American tech firms are increasingly sponsoring green cards, or permanent U.S. residency, for their employees from India and elsewhere in a bid to hold on to their skilled talent pool at a time when H1-B work visa extensions have become unpredictable.
According to an Economic Times report quoting the U.S. Labor department data, eight out of the top 10 companies that applied for green cards for their employees in fiscal 2019 were U.S. firms.
Amazon, which also received the second highest number of H-1B work visas in FY19, filed 3,247 permanent residency applications, followed by Cognizant and Google with 2,927 and 2,425 applications, respectively, the Nov. 13 report said.
“Cognizant has consistently been an industry leader in sponsoring many of our employees in securing legal permanent residence in the U.S. because they are highly-skilled, highly-educated knowledge professionals who are valuable assets to our company and clients,” a company spokesperson was quoted as saying.
The report said quoting Labor Department data, the U.S. Citizenship and Immigration Services (USCIS), which processes these applications, received 113,014 applications for permanent labor certification program during 2018-19 (October-September), 8.3% more than in FY18.
Of the total, 53.2% were for Indian citizens, followed by Chinese residents at 11.2%. Majority of the applicants were H-1B and L1 work visa holders – 68.2% and 7.2%, respectively.
The problems with work visa renewals have forced many Indian IT workers in the U.S. to return to India in recent months, earlier news reports said, while most people are still struggling to have their visas extended.
According to a recent analysis by National Foundation for American Policy, a nonprofit that studies immigration, the denial rate for applicants trying to extend their visas grew from 4 percent in 2016 to 12 percent in 2018 and the rate climbed even higher, to 18 percent, through the first quarter of 2019.
When it comes to new employment, the USCIS has more than doubled the share of petitions it rejects, from 10 percent in 2016 to 24 percent in 2018, it said.
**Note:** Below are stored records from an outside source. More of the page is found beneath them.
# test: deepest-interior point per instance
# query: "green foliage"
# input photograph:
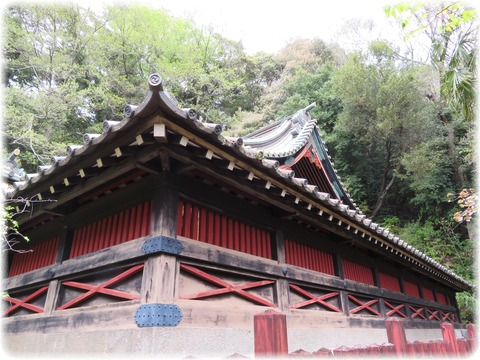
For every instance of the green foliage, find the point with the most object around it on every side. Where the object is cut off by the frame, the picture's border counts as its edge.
(386, 118)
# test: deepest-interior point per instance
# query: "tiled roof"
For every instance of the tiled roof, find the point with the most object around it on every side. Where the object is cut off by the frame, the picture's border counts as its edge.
(159, 119)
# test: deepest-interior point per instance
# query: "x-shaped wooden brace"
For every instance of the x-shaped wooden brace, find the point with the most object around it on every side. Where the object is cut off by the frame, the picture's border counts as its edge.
(417, 312)
(363, 306)
(395, 309)
(226, 287)
(314, 299)
(25, 302)
(433, 314)
(448, 316)
(102, 288)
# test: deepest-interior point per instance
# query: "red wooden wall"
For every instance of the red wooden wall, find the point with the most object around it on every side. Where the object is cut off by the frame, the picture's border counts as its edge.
(389, 282)
(357, 272)
(211, 227)
(116, 229)
(43, 254)
(308, 257)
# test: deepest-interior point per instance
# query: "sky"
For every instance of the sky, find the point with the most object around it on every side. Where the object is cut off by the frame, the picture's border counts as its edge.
(267, 25)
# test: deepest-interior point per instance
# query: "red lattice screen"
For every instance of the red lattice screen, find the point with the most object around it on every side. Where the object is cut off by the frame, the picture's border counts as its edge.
(113, 230)
(357, 272)
(38, 256)
(211, 227)
(308, 257)
(389, 282)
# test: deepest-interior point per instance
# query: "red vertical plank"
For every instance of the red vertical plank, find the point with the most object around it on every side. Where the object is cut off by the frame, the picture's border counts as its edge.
(217, 225)
(270, 334)
(255, 237)
(131, 224)
(75, 241)
(108, 232)
(210, 229)
(180, 219)
(147, 219)
(242, 236)
(224, 234)
(268, 244)
(448, 334)
(195, 218)
(122, 225)
(230, 234)
(138, 222)
(187, 227)
(86, 236)
(236, 235)
(114, 230)
(396, 335)
(248, 239)
(35, 260)
(203, 224)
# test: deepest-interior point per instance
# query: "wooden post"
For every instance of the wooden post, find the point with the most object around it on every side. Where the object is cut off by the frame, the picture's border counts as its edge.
(448, 333)
(158, 284)
(54, 288)
(270, 334)
(396, 335)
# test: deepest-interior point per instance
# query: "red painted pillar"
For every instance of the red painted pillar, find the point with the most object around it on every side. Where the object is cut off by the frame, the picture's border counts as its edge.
(448, 333)
(396, 335)
(270, 333)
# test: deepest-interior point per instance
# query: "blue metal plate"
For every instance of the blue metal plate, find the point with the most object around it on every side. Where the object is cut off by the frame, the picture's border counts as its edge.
(148, 315)
(162, 244)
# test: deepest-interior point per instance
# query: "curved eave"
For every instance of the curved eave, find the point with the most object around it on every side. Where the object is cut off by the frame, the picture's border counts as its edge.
(159, 107)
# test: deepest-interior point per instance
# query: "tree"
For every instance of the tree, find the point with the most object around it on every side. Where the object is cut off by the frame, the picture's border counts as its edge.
(68, 69)
(450, 32)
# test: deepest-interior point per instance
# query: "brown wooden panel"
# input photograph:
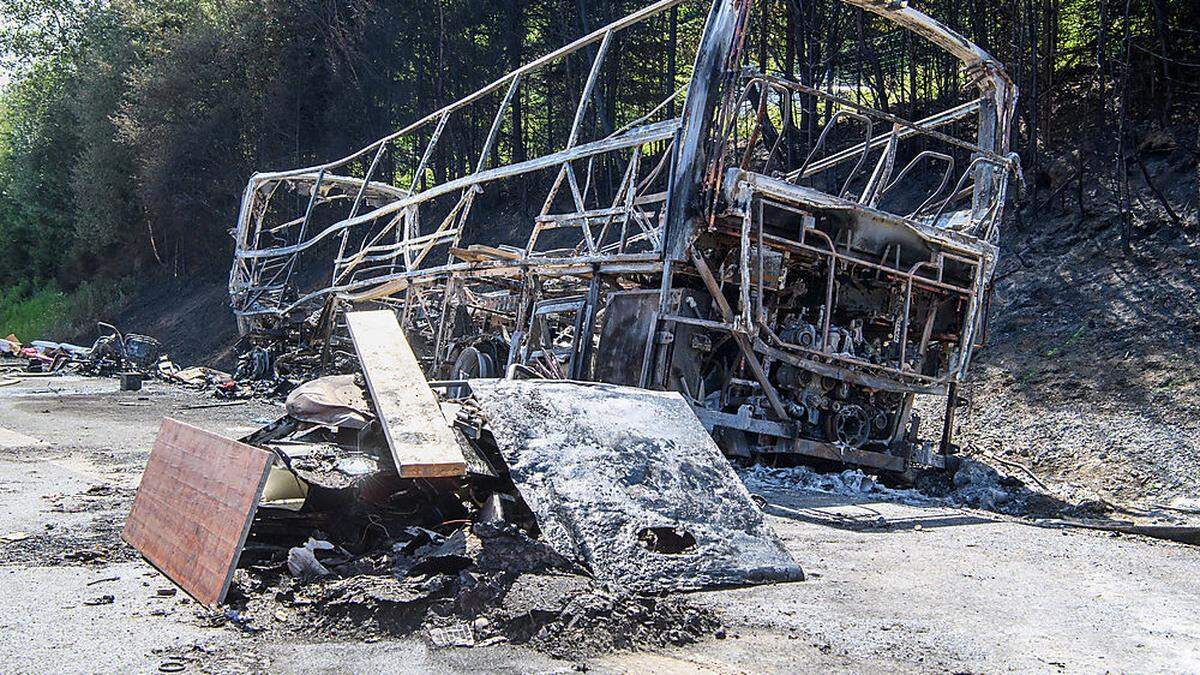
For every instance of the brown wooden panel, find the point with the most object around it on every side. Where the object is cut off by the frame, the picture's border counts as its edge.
(423, 444)
(192, 512)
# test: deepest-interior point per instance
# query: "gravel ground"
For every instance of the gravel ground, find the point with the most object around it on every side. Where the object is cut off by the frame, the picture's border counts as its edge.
(892, 586)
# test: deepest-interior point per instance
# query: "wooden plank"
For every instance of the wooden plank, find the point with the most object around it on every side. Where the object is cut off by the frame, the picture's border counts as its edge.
(195, 505)
(423, 444)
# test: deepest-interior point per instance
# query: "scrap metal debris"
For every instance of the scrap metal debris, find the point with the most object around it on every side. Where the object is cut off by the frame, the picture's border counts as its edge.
(630, 483)
(525, 442)
(798, 290)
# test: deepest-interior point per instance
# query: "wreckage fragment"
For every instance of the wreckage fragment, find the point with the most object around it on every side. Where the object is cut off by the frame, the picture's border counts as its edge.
(423, 444)
(630, 483)
(195, 505)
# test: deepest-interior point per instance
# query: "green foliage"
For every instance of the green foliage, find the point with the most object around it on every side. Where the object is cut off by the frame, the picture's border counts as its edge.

According to NFAP, the denial rate in the first quarter of 2019 was 32 percent despite a steady decrease in the total number of new applications under President Trump.
It is apparently due to this uncertainty about H-1B renewal that American companies are sponsoring their foreign-born employees for permanent residency.
The Times report said others in the top ten companies that applied for permanent residency for the employees included Intel, Facebook, Microsoft, Cisco and Deloitte — besides Indian firms like Tata Consultancy Services and Infosys at number five and seven, respectively – all with more than 1,000 applications each.
The development indicates that companies are willing to go the extra mile to hold on to skilled talent by sponsoring their residency applications because authorities have been increasingly denying applications for work visa extensions on various grounds.
"Given the strong representation of foreign-born students in top engineering and business schools across the U.S., leading technology companies increasingly rely on these types of students to fill their new hiring pipelines,” the report quoted Rogelio Caceres, cofounder of global investment firm LCR Capital Partners as saying.
According to the 2019 Open Doors Report on international students in the U.S., 51.6 percent of international students pursued STEM fields in 2018/19 and the number of international students in Math and Computer Science programs grew by 9.4 percent, surpassing Business and Management to become the second-largest field of study for international students.
India sent more than 200,000 students to the U.S. in 2018-19 academic year, registering a +2.9 percent growth over the previous year.
Caceres said, “Unfortunately, given tech companies' significant talent needs, the H-1B employer-sponsored visa program is no longer viewed as a reliable source, given how unpredictable and uncertain the approval process has become.”
In 2018 five Indian IT services companies together accounted for two-thirds, or 8,742, of the 13,177 H-1B extension petitions rejected from 30 technology companies, according to news reports quoting USCIS data.
Most foreign workers in the U.S. on an H-1B visa gets it for a period of three years, which can be extended by another three. While most apply for permanent resident status within this period, it can take up to a decade or even longer for this to come through, especially for Indians.
According to official data, 58.2% of green card applicants work in computer or math-related jobs, with 24.3% of the work sites being in California, where most of the top tech companies are based.